The big missing element for President Donald Trump and his allies in the family separation crisis boils down to a single word: Compassion.

And on Friday morning, “Fox and Friends” co-host Brian Kilmeade expressed that lack of compassion remarkably clearly. Here’s what he said (per Mediaite):

“Like it or not, these aren’t our kids. Show them compassion, but it’s not like he is doing this to the people of Idaho or Texas. These are people from another country and now people are saying that they’re more important than people in our country who are paying taxes and who have needs as well.”

“These aren’t our kids.” Wowza.

Here’s the thing: There’s no question that the parents of these children are trying to enter the country illegally. But it’s simply not that cut and dried. Many are fleeing persecution in their native countries, seeking asylum in the United States. And all love their kids and are, for the most part, just trying to do right by them. (This obviously doesn’t hold for smugglers trying to use children to get into the US.)

These children have committed no crime. They don’t know any better. All they know is that one minute they were with their parents and the next they were with a stranger – and often being flown to some far-off locale where they know no one.

Take it out of this circumstance. Let’s say you are walking around a grocery store and you see a 5-year-old boy walking alone and crying. Do you think:

a) “I wonder if this boy and his parents are legally in the country and therefore one of ‘our kids’”

OR

b) “This poor little boy is lost. I have to help him find his mother.”

Unless you’re Voldemort, you always choose “B.” Because the priority isn’t whether this kid is “one of ours” but rather that the kid is lost and scared. Basic human decency takes over.

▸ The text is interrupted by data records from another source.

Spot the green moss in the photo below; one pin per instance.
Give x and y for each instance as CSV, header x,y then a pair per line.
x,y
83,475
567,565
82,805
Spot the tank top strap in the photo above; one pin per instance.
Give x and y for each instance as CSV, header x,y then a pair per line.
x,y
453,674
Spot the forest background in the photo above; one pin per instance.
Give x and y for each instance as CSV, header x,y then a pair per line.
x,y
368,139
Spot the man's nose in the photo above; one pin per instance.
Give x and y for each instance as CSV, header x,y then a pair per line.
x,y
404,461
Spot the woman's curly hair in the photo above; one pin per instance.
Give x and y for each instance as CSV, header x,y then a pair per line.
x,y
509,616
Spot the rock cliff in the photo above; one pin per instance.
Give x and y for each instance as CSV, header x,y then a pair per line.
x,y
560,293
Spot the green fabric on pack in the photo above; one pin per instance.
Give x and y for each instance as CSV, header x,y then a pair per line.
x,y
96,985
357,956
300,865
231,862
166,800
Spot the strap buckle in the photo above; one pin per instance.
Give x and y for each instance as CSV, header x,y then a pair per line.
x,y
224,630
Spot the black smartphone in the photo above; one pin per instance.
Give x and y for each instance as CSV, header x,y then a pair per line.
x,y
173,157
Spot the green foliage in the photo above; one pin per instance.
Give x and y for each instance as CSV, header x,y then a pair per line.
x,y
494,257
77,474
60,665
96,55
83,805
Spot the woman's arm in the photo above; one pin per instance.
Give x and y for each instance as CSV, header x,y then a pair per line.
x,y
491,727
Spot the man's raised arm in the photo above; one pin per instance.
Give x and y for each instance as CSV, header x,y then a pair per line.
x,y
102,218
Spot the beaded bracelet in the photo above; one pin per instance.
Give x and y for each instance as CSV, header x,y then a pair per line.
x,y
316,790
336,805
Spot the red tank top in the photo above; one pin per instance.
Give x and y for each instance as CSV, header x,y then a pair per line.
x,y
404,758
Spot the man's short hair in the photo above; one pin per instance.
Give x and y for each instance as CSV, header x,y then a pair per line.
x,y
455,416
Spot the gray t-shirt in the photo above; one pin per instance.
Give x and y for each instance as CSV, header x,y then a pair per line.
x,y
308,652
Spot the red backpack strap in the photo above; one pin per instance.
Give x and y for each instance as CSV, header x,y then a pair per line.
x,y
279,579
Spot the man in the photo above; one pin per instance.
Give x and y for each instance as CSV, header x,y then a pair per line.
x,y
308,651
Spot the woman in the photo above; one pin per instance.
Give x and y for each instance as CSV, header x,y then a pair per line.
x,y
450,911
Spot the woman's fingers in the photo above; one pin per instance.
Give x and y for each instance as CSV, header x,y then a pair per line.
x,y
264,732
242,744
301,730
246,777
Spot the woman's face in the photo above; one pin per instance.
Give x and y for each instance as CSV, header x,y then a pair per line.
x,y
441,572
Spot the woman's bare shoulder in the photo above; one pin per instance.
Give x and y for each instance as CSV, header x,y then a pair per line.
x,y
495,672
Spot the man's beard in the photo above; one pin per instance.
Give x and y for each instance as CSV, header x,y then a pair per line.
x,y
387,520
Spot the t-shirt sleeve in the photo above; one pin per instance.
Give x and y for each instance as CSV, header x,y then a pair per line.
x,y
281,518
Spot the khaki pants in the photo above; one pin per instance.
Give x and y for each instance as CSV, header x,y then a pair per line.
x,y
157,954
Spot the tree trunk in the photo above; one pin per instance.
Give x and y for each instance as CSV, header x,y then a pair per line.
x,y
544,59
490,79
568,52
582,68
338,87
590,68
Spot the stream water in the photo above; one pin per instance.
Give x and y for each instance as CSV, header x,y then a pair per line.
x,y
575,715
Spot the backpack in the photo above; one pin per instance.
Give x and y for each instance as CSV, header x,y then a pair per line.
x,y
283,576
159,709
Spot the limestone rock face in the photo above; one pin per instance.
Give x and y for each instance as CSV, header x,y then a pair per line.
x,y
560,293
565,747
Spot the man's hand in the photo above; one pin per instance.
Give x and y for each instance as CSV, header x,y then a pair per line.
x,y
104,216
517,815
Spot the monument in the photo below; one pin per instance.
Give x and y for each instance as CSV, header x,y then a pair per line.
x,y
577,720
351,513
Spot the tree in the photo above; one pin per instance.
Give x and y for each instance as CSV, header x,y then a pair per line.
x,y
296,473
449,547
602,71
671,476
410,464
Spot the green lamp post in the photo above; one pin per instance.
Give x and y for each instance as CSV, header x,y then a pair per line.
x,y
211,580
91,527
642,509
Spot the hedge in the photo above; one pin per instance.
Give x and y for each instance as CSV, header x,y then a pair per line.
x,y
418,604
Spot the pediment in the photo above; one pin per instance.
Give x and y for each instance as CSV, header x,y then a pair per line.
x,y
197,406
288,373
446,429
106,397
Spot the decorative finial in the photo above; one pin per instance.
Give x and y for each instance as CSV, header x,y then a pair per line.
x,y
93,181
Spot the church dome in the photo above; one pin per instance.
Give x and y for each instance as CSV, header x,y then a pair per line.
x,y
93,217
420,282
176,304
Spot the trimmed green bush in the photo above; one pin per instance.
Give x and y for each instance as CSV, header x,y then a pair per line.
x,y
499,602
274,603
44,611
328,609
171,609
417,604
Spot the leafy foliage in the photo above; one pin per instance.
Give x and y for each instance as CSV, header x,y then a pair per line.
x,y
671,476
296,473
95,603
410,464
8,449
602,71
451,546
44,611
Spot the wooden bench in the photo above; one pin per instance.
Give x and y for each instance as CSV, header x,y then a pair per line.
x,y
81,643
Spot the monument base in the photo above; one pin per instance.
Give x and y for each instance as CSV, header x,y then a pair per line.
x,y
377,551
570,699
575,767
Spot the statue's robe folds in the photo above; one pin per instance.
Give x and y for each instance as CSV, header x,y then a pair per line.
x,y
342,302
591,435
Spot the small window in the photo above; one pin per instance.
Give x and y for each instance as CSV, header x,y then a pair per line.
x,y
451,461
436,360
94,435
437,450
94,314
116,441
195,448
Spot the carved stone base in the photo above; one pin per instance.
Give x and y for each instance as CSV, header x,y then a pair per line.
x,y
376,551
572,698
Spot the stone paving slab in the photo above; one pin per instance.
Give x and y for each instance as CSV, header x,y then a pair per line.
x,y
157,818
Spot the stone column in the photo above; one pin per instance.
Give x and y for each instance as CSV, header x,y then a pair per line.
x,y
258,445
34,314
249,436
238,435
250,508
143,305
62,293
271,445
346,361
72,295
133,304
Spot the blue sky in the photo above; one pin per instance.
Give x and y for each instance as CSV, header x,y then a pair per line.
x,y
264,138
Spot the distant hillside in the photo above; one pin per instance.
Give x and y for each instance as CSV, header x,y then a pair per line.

Kilmeade appears to have missed that memo, choosing instead to cast this entire crisis as an “us” versus “them” thing. In his logic, you can treat kids who aren’t from the United States differently than kids who are from here. The implicit idea: Those kids are lesser, so we can treat them that way.

Kilmeade later apologized for the comment via Twitter. “Of course-I didn’t mean to make it seem like children coming into the U.S. illegally are less important because they live in another country,” he tweeted. “I have compassion for all children, especially for all the kids separated from their parents right now.”

Trump himself has sought to downplay the human element of this crisis – as recently as Friday morning on Twitter. He tweeted:

“We must maintain a Strong Southern Border. We cannot allow our Country to be overrun by illegal immigrants as the Democrats tell their phony stories of sadness and grief, hoping it will help them in the elections. Obama and others had the same pictures, and did nothing about it!”

By casting all of the stories of children being separated from their parents as “phony,” Trump is reinforcing the exact sentiment that Kilmeade is voicing: These people aren’t really upset! This is all cooked up by the Democrats to try to make you feel bad. This is a total sham and a scam.

Which is incredibly dangerous – because it foments the idea that these people at the border are something worthy of our contempt and our anger, not our compassion. That they aren’t like us, that they are just a bunch of criminals, gang members and scammers – all trying to get into this country by breaking the rules.

What that view overlooks is that children are children all around the world – naive, innocent and worthy of our protection whether they come from Texas, Tijuana or Thailand.